"Hesap verebilirlik talep etmeyen, aksine Gazze Şeridi’nde İsrail’in hedeflerini ilerletmek üzere tasarlanmış bir misyona çok uluslu bir askeri gücü dahil etmeye çalışan bir kararın kabul edilmesi özellikle vahimdir."
YDH - İşgal altındaki Batı Şeria’da yaşayan gazeteci ve analist Robert Inlakesh, Press TV kanalının internet sitesinde yer alan değerlendirmesinde, ABD'nin yoğun baskısıyla kabul edilen ve Trump'ın planını BMGK kararına dönüştüren 2803 sayılı kararın, Filistinlileri dışlayan ve İsrail işgalini meşrulaştıran bir "rejim değişikliği" operasyonu olduğuna dikkat çekiyor.

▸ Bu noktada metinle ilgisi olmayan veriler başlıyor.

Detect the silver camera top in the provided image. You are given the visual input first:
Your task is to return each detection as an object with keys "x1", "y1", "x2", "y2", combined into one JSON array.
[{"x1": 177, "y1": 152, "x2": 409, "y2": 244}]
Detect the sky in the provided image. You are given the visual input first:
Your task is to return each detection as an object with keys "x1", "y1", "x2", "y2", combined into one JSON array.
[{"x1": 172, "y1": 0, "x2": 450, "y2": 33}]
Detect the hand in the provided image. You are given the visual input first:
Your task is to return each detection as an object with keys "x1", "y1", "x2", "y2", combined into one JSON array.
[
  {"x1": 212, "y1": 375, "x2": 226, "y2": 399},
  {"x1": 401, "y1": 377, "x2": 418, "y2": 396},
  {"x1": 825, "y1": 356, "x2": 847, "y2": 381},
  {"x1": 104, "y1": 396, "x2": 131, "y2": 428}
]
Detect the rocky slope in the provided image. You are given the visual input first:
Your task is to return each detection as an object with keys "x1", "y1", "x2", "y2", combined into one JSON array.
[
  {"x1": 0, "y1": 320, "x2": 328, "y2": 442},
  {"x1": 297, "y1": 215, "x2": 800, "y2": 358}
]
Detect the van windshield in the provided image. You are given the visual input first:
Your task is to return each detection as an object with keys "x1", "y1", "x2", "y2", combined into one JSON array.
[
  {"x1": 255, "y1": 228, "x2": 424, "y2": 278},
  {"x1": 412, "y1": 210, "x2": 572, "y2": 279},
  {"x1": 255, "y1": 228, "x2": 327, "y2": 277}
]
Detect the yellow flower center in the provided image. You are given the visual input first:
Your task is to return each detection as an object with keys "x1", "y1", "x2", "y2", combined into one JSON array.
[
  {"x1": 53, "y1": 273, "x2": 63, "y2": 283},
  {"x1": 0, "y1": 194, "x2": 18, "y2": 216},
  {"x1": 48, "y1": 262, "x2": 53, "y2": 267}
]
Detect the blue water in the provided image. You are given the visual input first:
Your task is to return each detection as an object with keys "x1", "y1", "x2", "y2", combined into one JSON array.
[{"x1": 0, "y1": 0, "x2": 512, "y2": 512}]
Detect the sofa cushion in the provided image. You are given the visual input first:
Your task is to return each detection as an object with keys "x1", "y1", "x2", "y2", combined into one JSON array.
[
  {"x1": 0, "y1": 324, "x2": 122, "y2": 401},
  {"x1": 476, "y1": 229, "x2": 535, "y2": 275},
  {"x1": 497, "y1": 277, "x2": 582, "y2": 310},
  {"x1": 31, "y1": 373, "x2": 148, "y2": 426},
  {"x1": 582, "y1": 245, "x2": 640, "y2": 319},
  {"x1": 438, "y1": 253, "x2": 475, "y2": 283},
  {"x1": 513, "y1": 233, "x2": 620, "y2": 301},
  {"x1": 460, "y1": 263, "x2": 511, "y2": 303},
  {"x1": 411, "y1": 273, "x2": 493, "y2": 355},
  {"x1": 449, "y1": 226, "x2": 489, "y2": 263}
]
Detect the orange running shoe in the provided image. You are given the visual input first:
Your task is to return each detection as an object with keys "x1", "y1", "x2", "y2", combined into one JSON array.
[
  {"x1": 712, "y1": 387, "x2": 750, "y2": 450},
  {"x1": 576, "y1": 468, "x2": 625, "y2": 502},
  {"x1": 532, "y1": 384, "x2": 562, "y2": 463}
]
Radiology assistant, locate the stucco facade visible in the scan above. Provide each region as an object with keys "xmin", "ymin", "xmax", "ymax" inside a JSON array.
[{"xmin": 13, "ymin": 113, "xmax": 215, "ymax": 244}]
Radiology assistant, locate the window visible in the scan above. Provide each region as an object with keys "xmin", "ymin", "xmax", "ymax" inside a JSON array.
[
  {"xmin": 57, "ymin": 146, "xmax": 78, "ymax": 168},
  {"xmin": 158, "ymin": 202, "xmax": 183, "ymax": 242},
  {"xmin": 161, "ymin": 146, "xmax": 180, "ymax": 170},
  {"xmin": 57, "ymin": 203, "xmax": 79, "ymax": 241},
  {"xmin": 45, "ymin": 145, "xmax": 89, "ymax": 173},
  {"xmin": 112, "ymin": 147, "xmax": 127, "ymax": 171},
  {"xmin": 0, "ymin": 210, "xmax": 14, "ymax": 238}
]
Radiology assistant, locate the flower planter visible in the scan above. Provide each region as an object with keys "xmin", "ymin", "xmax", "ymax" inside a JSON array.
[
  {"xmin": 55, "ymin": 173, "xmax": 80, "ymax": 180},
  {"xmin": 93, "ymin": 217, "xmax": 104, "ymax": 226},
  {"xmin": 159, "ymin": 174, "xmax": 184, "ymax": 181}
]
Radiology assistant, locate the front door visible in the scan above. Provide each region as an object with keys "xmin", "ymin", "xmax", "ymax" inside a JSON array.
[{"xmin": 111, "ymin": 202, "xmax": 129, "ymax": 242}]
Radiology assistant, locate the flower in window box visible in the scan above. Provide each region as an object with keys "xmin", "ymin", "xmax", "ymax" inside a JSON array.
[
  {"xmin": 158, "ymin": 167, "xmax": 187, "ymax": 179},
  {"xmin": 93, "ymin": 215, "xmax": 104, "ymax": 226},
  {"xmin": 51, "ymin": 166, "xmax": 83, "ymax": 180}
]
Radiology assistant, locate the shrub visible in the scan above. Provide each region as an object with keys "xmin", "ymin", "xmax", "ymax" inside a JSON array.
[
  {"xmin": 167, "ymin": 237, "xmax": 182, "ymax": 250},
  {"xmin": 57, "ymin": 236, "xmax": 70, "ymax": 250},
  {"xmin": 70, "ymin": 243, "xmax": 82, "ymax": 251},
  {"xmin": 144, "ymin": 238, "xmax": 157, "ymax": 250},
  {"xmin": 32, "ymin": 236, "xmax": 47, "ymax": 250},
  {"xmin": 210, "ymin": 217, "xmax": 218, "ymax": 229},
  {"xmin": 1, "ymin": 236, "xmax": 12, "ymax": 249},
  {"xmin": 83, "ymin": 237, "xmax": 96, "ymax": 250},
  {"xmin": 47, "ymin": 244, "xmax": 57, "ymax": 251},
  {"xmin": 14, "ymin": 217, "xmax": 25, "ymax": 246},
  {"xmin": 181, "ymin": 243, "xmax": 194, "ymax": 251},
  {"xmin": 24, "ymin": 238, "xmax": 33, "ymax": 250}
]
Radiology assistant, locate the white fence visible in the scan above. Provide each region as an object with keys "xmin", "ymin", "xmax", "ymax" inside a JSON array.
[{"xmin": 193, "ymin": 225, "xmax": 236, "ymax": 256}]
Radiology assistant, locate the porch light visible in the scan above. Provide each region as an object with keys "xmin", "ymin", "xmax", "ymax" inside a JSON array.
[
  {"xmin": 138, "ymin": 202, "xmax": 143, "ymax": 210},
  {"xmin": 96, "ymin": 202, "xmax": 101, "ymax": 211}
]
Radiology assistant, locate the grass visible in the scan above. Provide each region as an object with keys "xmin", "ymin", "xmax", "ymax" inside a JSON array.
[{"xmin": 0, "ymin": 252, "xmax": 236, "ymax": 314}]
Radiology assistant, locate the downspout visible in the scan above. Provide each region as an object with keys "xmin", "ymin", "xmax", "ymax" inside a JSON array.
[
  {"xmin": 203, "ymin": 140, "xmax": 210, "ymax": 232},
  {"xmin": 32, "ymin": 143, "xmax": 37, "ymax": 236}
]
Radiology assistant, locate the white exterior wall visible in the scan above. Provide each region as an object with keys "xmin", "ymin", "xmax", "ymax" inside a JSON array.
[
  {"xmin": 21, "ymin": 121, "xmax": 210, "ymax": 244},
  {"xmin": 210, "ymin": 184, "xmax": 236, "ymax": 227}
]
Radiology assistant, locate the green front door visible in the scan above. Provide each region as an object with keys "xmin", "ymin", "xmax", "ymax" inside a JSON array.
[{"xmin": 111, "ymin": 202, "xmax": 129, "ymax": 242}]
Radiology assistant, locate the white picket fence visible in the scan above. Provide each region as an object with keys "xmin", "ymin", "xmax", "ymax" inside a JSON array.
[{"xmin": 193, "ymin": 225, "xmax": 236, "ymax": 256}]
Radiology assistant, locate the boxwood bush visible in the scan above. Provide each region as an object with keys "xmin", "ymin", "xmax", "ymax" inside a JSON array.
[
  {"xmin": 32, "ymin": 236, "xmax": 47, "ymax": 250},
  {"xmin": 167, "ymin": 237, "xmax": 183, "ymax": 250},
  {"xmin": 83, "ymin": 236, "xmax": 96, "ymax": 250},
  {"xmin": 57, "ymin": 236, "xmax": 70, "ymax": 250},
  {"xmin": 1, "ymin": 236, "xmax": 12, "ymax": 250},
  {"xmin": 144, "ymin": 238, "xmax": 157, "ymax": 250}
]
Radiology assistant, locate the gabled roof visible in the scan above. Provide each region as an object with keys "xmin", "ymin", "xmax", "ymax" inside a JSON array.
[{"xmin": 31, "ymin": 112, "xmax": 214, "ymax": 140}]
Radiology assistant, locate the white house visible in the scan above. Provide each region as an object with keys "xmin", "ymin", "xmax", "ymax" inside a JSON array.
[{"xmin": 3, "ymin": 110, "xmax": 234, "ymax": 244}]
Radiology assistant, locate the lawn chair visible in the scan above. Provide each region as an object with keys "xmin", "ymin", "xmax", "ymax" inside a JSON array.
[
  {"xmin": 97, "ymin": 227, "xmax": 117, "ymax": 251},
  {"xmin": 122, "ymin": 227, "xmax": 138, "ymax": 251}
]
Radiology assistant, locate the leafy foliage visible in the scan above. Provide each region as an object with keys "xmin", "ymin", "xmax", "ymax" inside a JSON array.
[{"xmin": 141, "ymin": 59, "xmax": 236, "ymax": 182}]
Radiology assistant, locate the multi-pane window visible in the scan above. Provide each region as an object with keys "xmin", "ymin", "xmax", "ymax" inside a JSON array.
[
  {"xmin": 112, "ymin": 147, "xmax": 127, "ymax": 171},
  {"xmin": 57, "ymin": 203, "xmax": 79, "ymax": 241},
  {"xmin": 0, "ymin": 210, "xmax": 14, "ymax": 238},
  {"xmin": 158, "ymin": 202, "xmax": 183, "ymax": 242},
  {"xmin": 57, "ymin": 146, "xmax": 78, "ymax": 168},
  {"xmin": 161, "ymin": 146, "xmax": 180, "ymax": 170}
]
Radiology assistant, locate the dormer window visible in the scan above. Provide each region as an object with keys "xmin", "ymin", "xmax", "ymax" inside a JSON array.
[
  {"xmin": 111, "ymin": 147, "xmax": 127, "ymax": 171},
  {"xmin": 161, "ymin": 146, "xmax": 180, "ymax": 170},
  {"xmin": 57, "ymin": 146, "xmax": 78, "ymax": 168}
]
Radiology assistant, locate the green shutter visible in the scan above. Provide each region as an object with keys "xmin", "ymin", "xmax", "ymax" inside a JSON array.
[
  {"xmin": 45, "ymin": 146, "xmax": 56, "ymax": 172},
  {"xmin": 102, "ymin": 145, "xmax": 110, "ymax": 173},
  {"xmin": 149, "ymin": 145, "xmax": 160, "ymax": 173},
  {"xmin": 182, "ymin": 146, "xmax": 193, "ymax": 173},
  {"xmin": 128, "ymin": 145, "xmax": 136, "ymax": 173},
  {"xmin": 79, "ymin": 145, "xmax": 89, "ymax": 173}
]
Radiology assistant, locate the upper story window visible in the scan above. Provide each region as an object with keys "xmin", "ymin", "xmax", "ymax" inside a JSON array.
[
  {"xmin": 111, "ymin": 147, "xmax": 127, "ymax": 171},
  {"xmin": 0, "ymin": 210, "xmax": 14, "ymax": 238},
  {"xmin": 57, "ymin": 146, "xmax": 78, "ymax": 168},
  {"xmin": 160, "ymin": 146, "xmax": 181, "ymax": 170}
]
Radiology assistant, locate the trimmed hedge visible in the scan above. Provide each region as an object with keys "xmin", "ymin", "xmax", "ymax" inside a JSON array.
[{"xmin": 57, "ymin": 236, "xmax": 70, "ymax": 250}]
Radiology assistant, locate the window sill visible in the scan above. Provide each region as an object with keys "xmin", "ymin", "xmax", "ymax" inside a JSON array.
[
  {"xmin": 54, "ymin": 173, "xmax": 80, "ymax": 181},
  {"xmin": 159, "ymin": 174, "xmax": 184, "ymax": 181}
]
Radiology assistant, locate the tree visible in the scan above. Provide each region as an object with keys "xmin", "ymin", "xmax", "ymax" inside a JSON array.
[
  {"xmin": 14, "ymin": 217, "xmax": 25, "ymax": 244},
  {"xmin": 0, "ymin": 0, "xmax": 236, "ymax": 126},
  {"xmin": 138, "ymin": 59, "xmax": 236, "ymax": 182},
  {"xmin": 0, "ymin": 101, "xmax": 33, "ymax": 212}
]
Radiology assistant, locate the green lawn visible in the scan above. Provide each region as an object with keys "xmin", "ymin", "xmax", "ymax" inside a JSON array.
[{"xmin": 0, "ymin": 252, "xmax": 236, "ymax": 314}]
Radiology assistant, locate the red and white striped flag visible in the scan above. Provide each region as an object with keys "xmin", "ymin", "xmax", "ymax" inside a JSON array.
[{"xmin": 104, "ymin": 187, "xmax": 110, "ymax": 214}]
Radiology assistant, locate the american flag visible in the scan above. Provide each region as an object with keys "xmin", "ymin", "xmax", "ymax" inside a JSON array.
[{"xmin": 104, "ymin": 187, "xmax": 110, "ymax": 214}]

Yazar, kurulacak olan "Barış Kurulu" ve "Uluslararası İstikrar Gücü"nün aslında Gazze'de bir ABD-İsrail vesayeti kurmayı ve direnişi silahsızlandırmayı amaçladığını vurguluyor.
ABD Başkanı Donald Trump’ın sözde “Gazze barış planı”na ilişkin Birleşmiş Milletler Güvenlik Konseyi (BMGK) 2803 sayılı Kararı, pazartesi günü 13 lehte oyla kabul edilirken yalnızca Rusya ve Çin çekimser kaldı.
Washington, son iki yıldır Gazze’deki soykırımı sona erdirmeyi amaçlayan çabaları engellemek için veto yetkisini defalarca kullanmış olsa da bu kez kırılgan “ateşkes” anlaşmasını koz olarak kullandı. Böylece, kuşatma altındaki Filistin topraklarına yönelik soykırım saldırısı nedeniyle İsrail’i fiilen ödüllendiren tasarıyı kabul ettirdi.
ABD, 7 Ekim 2023’ten bu yana İsrail’in Gazze’ye yönelik soykırım savaşını durdurmayı amaçlayan altı ayrı BMGK karar tasarısını veto etti. Bu durum, uzun süredir devam eden bir örüntüyle örtüşüyor: ABD, 1970’ten beri İsrail’i eleştiren veya kınayan tasarıları reddetmek için en az 51 kez veto yetkisini kullandı.
Trump yönetimi, Başkan Joe Biden liderliğindeki önceki yönetimin benimsediği yaklaşımı sürdürerek, en son Eylül 2024’te olmak üzere vetoyu iki kez kullandı.
ABD’nin çekimser kalarak geçmesine izin verdiği ve soykırım sürecindeki tek örnek olan BMGK 2728 sayılı Karar tasarısı, 25 Mart 2024’te sunulmuştu. Tedbir, o dönemde yaklaşık iki haftası kalan İslam aleminin kutsal ayı Ramazan’ın geri kalanı için geçici bir ateşkes çağrısında bulunuyordu.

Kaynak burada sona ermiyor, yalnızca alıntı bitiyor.